PubMed Full text PDF

Clinical Question

Does amiodarone or lidocaine improve survival in patients with OHCA caused by shock-refractory Vfib or pulseless Vtach?

Conclusion

Neither amiodarone nor lidocaine resulted in a significantly higher survival rate or favorable neurologic outcome among patients with OHCA due to initial shock-refractory Vfib or pulseless Vtach. There was, however, heterogeneity of treatment effect with respect to whether the arrest was witnessed or not; both drugs were associated with a significant increase in survival rate amongst patient's whose arrest was bystander-witnessed.

Major Points

OHCA arrest takes more than 300,000 lives ever year in the United States, with many of these due to Vfib or Vtach. Since, prehospital care is essential to improving survival for these patients, the medical community looks in this study to determine the effectiveness of currently used drugs for these conditions. Current ACLS standards entail the use of Amiodarone or Lidocaine for cardiac arrest secondary to ventricular fibrillation or pulseless ventricular tachycardia. While many studies have shown improved ROSC with use of these drugs, none yet have definitively spoken to improved hospital discharge or neurologic outcome. While this study did not show a survival benefit for either drug, sub group analysis suggests a benefit in witnessed OHCA.

Study Design

  • Randomized, double blinded placebo controlled trial
  • Paramedics from 55 EMS services
  • 10 sites across North America, part of the Resuscitation Outcomes Consortium (ROC)

Population

Patient Demographics

  • No major differences amongst the three groups with respect to baseline patients demographics.

Inclusion Criteria

  • Patients 18 years of age or older + non traumatic OHCA + shock refractory ventricular fibrillation or pulseless ventricular tachycardia.
  • Patients needed to have IV or IO access

Exclusion Criteria

  • Patients who had already received open label medications
  • Known hyper sensitivity to one of the trial drugs

Interventions

  • Group 1: Amiodarone 300 mg. A additional dose of 150 mg was given if rhythm was not terminated.
  • Group 2: Lidocaine 120 mg. An additional dose of 60 mg was given if rhythm was not terminated.
  • Group 3: Normal Saline (control group)

Outcomes

Primary Outcome

Survival to Hospital Discharge

  1. Amiodarone 237/970 (24.4%)
  2. Lidocaine 233/985 (23.7%)
  3. Placebo 222/1056 (21%)

When comparing the interventions head to head, no significant ARR was found:

  • Amio vs. Placebo ARR 3.2 (P Value 0.08)
  • Lido vs. Placebo ARR 2.6 (P Value 0.16)
  • Amio vs. Lido ARR 0.7 (P Value 0.7)

Secondary Outcomes

Survival with a favorable neurologic outcome (Modified Rankin < 3).
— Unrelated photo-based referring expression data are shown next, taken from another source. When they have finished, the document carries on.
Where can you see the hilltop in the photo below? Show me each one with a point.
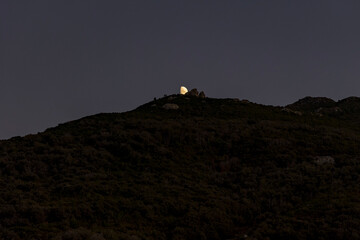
(200, 168)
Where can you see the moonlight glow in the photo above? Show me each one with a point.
(183, 90)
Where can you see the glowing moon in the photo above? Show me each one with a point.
(183, 90)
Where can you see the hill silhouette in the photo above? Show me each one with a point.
(209, 169)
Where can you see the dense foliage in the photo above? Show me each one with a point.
(212, 169)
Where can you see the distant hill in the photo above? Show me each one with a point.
(185, 167)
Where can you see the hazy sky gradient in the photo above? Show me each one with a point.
(62, 60)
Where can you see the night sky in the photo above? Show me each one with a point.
(65, 59)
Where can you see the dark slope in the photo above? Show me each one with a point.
(212, 169)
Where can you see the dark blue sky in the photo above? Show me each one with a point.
(62, 60)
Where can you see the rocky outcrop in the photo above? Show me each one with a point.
(170, 106)
(291, 111)
(320, 160)
(311, 104)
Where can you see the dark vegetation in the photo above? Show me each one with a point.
(212, 169)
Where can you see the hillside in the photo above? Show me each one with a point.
(211, 169)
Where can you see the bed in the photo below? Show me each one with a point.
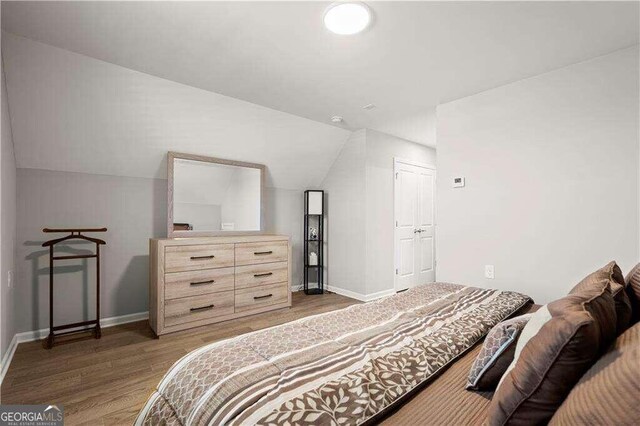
(351, 366)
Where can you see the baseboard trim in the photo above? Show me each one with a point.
(8, 356)
(30, 336)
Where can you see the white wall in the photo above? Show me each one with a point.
(360, 227)
(91, 141)
(345, 205)
(8, 226)
(77, 114)
(133, 210)
(551, 167)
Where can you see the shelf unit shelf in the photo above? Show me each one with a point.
(313, 219)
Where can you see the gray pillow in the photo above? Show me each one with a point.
(496, 354)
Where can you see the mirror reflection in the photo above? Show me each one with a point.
(215, 197)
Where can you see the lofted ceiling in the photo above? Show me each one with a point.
(277, 54)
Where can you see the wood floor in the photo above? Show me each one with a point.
(107, 381)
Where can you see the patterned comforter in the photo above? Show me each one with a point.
(341, 367)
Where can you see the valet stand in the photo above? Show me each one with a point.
(76, 234)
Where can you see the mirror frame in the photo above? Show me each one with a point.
(171, 156)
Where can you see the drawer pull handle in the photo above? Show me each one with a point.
(202, 308)
(203, 282)
(262, 297)
(202, 257)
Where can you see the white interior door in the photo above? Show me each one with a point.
(415, 225)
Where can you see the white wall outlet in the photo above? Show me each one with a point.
(489, 272)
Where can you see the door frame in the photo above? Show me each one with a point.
(400, 160)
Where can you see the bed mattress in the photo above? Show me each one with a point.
(349, 366)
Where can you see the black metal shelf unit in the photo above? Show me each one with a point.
(314, 242)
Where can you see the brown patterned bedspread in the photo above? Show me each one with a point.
(341, 367)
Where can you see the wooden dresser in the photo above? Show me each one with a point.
(198, 281)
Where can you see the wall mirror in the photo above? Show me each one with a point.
(212, 197)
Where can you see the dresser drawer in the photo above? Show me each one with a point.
(254, 253)
(197, 257)
(261, 274)
(257, 297)
(194, 283)
(187, 309)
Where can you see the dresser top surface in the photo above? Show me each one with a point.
(220, 240)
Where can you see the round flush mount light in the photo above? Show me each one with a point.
(346, 18)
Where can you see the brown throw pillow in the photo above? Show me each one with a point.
(496, 354)
(611, 271)
(558, 345)
(633, 291)
(608, 394)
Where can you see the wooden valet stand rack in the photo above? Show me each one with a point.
(76, 234)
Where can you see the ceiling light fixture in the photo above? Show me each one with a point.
(346, 18)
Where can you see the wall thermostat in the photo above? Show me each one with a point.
(458, 182)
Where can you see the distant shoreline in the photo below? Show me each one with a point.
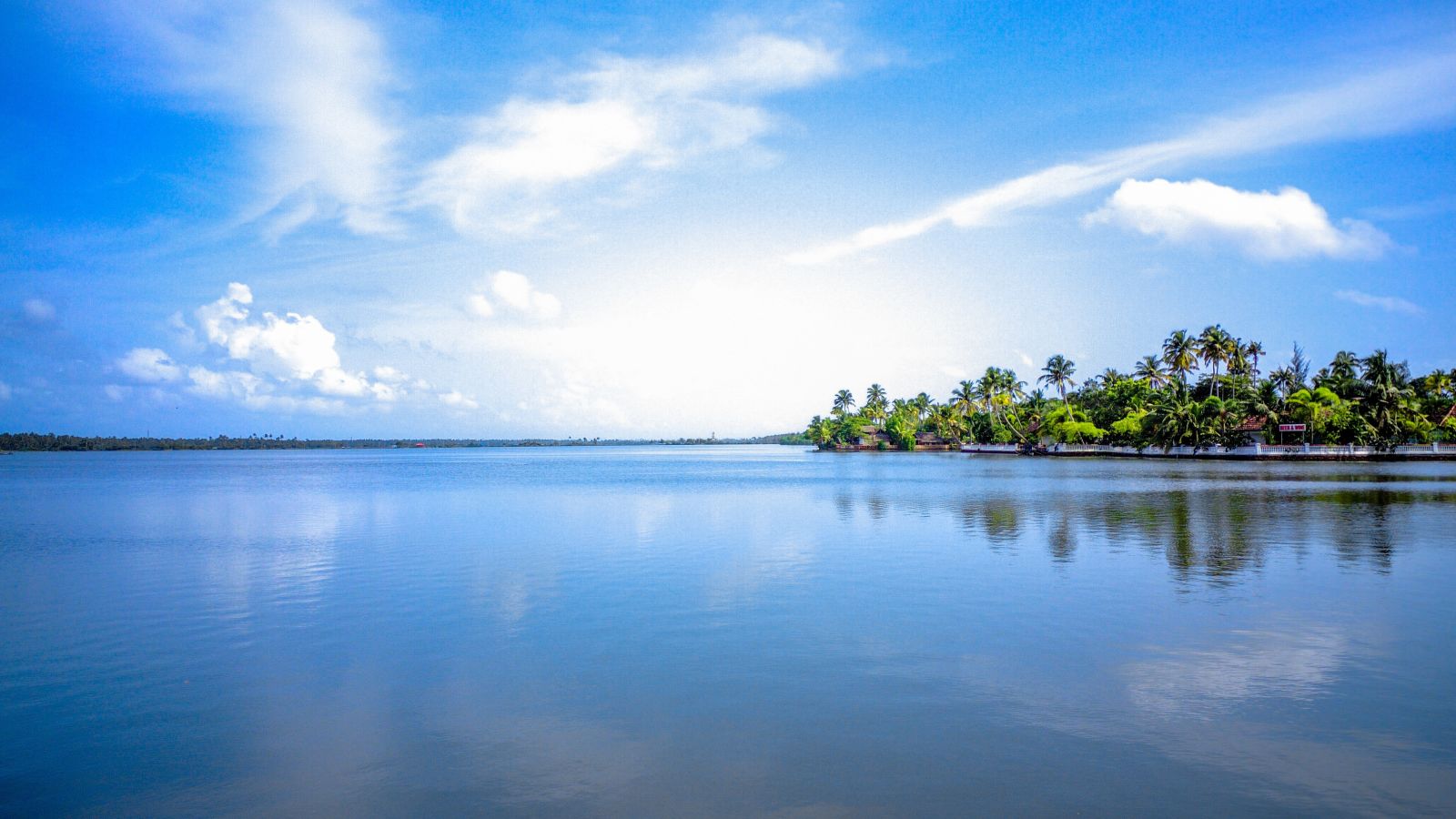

No significant differences were found:

  • Amiodarone 18.8%
  • Lidocaine 17.5%
  • Placebo 16.6%

Subgroup analysis

Bystander Witnessed Arrest was notable for a statistically significant increase in survival to discharge for both Amio and Lidocaine compared to placebo. No difference between the two active drugs were noted.

  • Amiodarone 27.7%
    • vs. placebo ARR 5% (P 0.04)
  • Lidocaine 27.8%
    • vs. placebo ARR 5.2% (P 0.03)
  • Placebo 22.7%

EMS Witnessed Arrest was notable for a statistically significant increase in survival in the amiodarone group vs placebo.

  • Amiodarone 38.6%
    • vs. placebo ARR 21.9 (P 0.01)
  • Lidocaine 23.3%
  • Placebo 16.7%

Criticisms & Further Discussion

  • Trial may be underpowered to detect a statistically significant result.
  • The 3% difference in survival may be clinically significant, even though not statistically.
  • Some results seem puzzling, such as the Lidocaine group having lower survival odds with EMS witnessed vs bystander or overall Lidocaine group.
  • As the subgroup analysis suggests, there may be a benefit in particular cardiac arrest patients for these drugs (e.g. witnessed) - so further trials should isolate these demographics and confirm the results.

External Links

See Also

Funding

The trial was sponsored by the NHLBI, the Canadian Institutes of Health Research. Baxter Healthcare provided all the drugs.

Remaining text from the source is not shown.